Mali

 
Mali - 10-août-2012
Gao: Le drapeau noir du Djihad flotte sur la ville
Le drapeau noir du djihad flottant sur la ville de Gao annonce de loin qui sont ceux qui occupent désormais la ville. Après avoir chassé les Touaregs du Mouvement national pour la libération dell'Azawad (Mnla) fin juin, maintenant ce sont les islamistes qui font la loi ici.

Serge Daniel, envoyé de ‘Jeune Afrique', est l'un des rares journalistes étrangers qui ont réussi à franchir la forteresse des rebelles du Nord-Mali. À Gao, écrit Daniel, il y a « toute l'internationale djihadiste » : des combattants venus d'Algérie, des Somaliens, des Nigérians, des Béninois, des Nigériens, des Gambiens et des Guinéens. Les traces de la dernière bataille qui a opposé le Mnla aux djihadistes sont encore visibles. « On m'explique que c'est Mokhtar Belmokhtar, l'un des principaux émirs d'Al-Qaïda au Maghreb islamique (Aqmi), qui a dirigé l'assaut contre les Touaregs » de la ville, écrit Daniel, où il s'y est installé avec sa famille depuis des semaines.

La ville est formellement entre les mains du Mouvement pour l'unicité et le djihad en Afrique de l'Ouest (Mujao). Tombouctou est sous le contrôle de l'Aqmi et Ansar Dine règne sur Kidal. Mais ce n'est que théorie : « Sur le terrain, les trois groupes islamistes sont très poreux et les combattants circulent facilement de l'un à l'autre ». Parmi eux on compte de nouvelles recrues, des mineurs, des jeunes armés et endoctrinés par les préceptes de la charia, la Loi islamique, qui est appliquée d'une manière plus sévère à Tombouctou. À Gao, le Mujao (dont le noyau dur est composé de Sahraouis) semble être plus tolérant et au marché noir on peut trouver des canettes de bière.

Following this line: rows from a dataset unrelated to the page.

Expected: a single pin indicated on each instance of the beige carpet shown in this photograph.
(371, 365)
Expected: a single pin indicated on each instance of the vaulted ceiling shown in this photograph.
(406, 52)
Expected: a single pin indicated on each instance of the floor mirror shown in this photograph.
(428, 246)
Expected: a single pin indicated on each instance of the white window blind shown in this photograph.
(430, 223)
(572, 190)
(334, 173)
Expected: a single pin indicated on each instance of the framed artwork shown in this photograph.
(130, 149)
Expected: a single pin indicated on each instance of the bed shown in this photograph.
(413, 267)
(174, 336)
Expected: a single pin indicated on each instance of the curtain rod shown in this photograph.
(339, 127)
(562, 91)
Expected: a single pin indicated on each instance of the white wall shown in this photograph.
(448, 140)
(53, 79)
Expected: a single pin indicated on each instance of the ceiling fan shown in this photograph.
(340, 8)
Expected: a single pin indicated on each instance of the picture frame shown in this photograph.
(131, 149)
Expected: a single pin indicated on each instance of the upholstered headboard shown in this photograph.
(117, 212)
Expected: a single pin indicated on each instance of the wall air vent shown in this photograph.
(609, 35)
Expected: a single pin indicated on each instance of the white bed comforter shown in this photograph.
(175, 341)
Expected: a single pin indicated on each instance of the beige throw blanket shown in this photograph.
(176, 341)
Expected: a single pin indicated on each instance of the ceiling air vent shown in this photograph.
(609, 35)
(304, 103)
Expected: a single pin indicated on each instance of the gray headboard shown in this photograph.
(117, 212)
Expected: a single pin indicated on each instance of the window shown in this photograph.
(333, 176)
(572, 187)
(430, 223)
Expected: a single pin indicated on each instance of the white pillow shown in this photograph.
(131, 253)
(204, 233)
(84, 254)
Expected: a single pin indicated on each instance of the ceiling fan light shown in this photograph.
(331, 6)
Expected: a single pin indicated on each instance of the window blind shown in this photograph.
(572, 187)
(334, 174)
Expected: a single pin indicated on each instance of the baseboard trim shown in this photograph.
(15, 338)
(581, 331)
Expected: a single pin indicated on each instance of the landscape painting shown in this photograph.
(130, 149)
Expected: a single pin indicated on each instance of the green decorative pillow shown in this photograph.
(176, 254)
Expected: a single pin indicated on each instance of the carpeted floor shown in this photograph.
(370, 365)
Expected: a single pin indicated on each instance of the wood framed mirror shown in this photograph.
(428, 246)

D'après le reportage de l'envoyé de ‘Jeune Afrique', Gao est désormais une ville à demi déserte (sur 70.000 habitants qui y vivaient, près de la moitié ont fui). Cependant, ceux qui sont restés reconnaissent aux conquérants de s'être montrés ‘respectueux', contrairement à ce qui a été fait par les Touaregs du Mnla, qui n'ont laissé de bons souvenirs. En outre, bien que les bars, les hôtels et les banques soient fermés, ce sont les islamistes qui fournissent certains services tels que le nettoyage des rues, la fourniture de gazole pour les groupes électrogènes, ainsi que la sécurité des transports au départ et à destination de Gao. Tout comme ce sont eux, écrit Daniel citant des sources locales, qui ont financé le nettoyage des caniveaux de la ville, une opération qui n'avait pas été faite depuis 15 ans.